Старуха говорила со странной нежностью. Надо отметить, что она не так часто называла Лантене «сыном», а только в исключительных случаях.
– Я убежден в этом! – ответил Лантене.
– Это великолепно! – проговорила старуха.
Она медленно покачала головой и процедила сквозь зубы:
– Да! Странны стечения судеб… Но это в самом деле восхитительно…
А потом ее вдруг охватило беспокойство:
– И эта рана опасна?
– Не думаю, – ответил Лантене.
И тогда Джипси произнесла фразу, смысла которой ни Манфред, ни Лантене не поняли:
– Нельзя, чтобы он умер сейчас… Я не хочу этого… Это было бы несправедливо!..
Теперь необходимо рассказать об одном происшествии, которого мы еще не касались, а оно между тем очень важно для понимания дальнейших событий.
Читатели, безусловно, уже догадались, что нищих в Лувр привел Лантене.

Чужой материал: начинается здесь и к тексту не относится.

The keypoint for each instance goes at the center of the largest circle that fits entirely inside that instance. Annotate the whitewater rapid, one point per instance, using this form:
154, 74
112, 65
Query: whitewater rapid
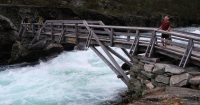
72, 78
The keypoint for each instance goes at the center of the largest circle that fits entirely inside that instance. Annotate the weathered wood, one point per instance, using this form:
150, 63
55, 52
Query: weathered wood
111, 37
122, 37
119, 56
153, 44
76, 32
109, 64
127, 54
108, 54
137, 38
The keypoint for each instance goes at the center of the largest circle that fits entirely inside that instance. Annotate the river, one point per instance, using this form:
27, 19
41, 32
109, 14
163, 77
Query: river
72, 78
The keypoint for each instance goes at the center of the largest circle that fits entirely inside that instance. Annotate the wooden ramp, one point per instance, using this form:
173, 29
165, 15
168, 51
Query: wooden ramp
132, 40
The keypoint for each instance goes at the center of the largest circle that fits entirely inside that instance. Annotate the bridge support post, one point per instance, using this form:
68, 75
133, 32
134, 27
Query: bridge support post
119, 69
134, 46
76, 32
109, 65
119, 56
151, 45
187, 54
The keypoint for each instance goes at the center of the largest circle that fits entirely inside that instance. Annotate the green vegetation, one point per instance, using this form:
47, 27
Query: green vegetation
179, 10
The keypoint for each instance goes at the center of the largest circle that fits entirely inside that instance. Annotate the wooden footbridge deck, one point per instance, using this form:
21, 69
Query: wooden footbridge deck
132, 40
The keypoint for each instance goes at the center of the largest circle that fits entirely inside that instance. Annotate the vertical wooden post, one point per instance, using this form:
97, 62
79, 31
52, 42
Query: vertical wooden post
134, 46
111, 37
153, 44
76, 32
128, 37
52, 31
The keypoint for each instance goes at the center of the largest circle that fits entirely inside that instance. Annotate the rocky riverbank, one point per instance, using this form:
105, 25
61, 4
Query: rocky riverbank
123, 14
162, 83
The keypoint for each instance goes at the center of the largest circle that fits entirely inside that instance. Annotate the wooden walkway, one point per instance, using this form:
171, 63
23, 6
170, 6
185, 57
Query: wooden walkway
184, 46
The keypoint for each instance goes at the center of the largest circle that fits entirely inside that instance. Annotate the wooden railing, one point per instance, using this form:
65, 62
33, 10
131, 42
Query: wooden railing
184, 46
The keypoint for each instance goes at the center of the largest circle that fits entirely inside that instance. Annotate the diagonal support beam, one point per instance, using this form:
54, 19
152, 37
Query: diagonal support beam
108, 63
119, 56
107, 53
127, 54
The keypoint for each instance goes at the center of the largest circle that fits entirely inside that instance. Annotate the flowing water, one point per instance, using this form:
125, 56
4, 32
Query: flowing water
72, 78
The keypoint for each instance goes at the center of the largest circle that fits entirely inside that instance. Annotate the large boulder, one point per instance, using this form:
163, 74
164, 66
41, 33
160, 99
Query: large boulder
179, 80
8, 36
195, 80
162, 79
159, 68
174, 69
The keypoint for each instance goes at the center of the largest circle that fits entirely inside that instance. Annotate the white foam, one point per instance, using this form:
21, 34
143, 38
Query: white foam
73, 78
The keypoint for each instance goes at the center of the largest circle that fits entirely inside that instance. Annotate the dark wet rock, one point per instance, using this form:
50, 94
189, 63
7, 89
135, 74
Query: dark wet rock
179, 80
195, 80
159, 68
125, 67
17, 52
174, 69
148, 67
170, 96
149, 85
148, 75
162, 79
80, 47
8, 36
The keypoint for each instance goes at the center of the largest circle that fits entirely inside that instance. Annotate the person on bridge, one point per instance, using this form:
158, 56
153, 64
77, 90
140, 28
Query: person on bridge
165, 25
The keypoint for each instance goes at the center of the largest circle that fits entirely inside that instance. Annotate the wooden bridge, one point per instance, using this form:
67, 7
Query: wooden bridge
184, 47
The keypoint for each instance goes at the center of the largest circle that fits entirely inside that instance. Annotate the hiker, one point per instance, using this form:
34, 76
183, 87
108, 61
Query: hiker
40, 21
25, 20
33, 21
165, 25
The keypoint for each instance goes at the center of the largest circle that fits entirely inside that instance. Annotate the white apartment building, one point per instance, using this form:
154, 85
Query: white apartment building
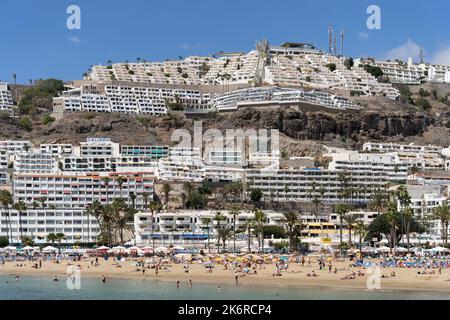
410, 72
232, 101
394, 147
189, 227
4, 178
225, 157
6, 100
38, 223
154, 152
424, 199
35, 163
364, 173
290, 64
57, 149
15, 147
223, 174
77, 190
95, 147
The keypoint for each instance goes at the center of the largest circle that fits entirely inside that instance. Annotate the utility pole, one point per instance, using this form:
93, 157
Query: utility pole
330, 39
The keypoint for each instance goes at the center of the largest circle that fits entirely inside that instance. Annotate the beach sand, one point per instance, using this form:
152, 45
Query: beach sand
295, 276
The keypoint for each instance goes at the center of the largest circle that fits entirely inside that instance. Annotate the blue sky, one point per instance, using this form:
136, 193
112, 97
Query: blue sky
36, 43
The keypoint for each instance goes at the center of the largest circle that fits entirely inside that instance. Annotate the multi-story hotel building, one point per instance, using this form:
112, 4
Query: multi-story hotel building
190, 227
77, 190
6, 100
37, 223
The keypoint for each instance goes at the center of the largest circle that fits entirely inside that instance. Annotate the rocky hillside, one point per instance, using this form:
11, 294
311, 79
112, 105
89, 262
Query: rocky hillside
302, 132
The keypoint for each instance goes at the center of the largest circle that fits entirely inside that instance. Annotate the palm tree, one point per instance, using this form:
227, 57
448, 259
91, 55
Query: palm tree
341, 210
121, 221
378, 200
224, 234
361, 231
442, 213
106, 181
20, 207
235, 213
392, 215
51, 237
60, 237
133, 200
120, 181
405, 200
95, 209
350, 220
249, 224
291, 219
218, 218
119, 218
207, 221
260, 219
42, 200
146, 196
166, 189
154, 207
6, 200
408, 214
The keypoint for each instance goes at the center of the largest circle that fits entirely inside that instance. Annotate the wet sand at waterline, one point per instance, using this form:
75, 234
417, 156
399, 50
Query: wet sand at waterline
296, 275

Он сразу же понял, что Манфреда ничем не отговорить от принятого решения.
Что делать? Сопровождать его в Лувр? Но это верная смерть для обоих. А Лантене был влюблен и хотел жить. Он не согласился бы умереть и стал искать другой выход из создавшегося положения. И тогда ему пришла в голову дерзкая мысль о вторжении нищих во дворец.